# Bunch of 1st timer questions



## B0nkers (Jan 17, 2011)

I emailed both the PI immigration in Chiang Mai as well as Davao and both replied by simply telling me to visit their website.. which didn't help at all, as I already did that and couldn't find the info needed.

So.... hopefully I can find some help here, and ask a couple more questions too 

I'm a Canadian, currently wrapping up a 6 month stint in Thailand. I'm 95% sure the PI will be my next stop. I would like to settle down a bit though in one place, so that is where most of my questions come from.

The PI consulate in Chiang Mai sent me costs for a one year visa. Where I'm confused here is that I've read you can simply keep renewing your regular visa for up to 3 years before having to leave and reenter the country to start the process over again.

Where is the benefit to get a 6 month or 1 year visa?

Basically, I have no idea what I'm doing and need it spelled out to me like a 2 year old. I need to get my ducks in a row by the end of next week in order to buy plane tickets and arrange hotel etc..
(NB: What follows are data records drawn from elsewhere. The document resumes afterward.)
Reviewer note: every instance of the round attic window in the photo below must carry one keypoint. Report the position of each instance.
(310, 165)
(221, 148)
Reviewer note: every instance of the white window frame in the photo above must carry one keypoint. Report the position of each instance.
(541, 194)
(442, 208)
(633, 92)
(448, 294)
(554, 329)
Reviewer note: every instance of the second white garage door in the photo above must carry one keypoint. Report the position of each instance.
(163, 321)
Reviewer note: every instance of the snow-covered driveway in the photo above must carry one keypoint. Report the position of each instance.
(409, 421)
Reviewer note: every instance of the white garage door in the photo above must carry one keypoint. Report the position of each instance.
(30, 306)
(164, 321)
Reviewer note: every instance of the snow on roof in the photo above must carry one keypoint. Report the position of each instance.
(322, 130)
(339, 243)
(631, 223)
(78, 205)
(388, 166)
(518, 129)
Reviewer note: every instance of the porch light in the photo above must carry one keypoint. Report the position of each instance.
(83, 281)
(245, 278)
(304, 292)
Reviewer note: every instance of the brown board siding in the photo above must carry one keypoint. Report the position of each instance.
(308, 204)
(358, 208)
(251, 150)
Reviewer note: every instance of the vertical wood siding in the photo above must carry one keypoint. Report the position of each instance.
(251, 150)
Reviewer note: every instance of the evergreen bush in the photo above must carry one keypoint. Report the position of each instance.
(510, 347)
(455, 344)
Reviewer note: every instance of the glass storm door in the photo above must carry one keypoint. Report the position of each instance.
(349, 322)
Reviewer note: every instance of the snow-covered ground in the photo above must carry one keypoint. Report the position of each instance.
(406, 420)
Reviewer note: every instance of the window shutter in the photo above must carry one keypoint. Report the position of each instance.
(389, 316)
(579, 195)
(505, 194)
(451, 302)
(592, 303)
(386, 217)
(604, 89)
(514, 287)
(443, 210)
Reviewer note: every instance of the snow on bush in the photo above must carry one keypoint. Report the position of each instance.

Can someone pls help by telling me what sort of visa I need to get, when/how does it need to be renewed etc? I'd like the option to stay for xx years. 

Secondly, both offices ignored this question... what are the laws for a foreigner who works online as a freelancer with foreign clients? Are freelancers legally allowed to do their thing while on a tourist visa in the PI? Is there a limit where you are considered a resident and need to pay taxes or get a different type of visa? From what I heard, the PI do not tax their own citizens who work as freelancers. So this area is confusing and no official wants to answer me.

Third is healthcare. What do I do about insurance? Again, I'd guess this is different for different situation of residency and visa type? ON a basic level, where do I start with this assuming I'll be no a tourist visa for the first 6 months or so? I'm hesitant to complicate things by becoming a resident. It really screws things up back home.

Lastly, what area(s) would you guys suggest to live the first 6-12 months?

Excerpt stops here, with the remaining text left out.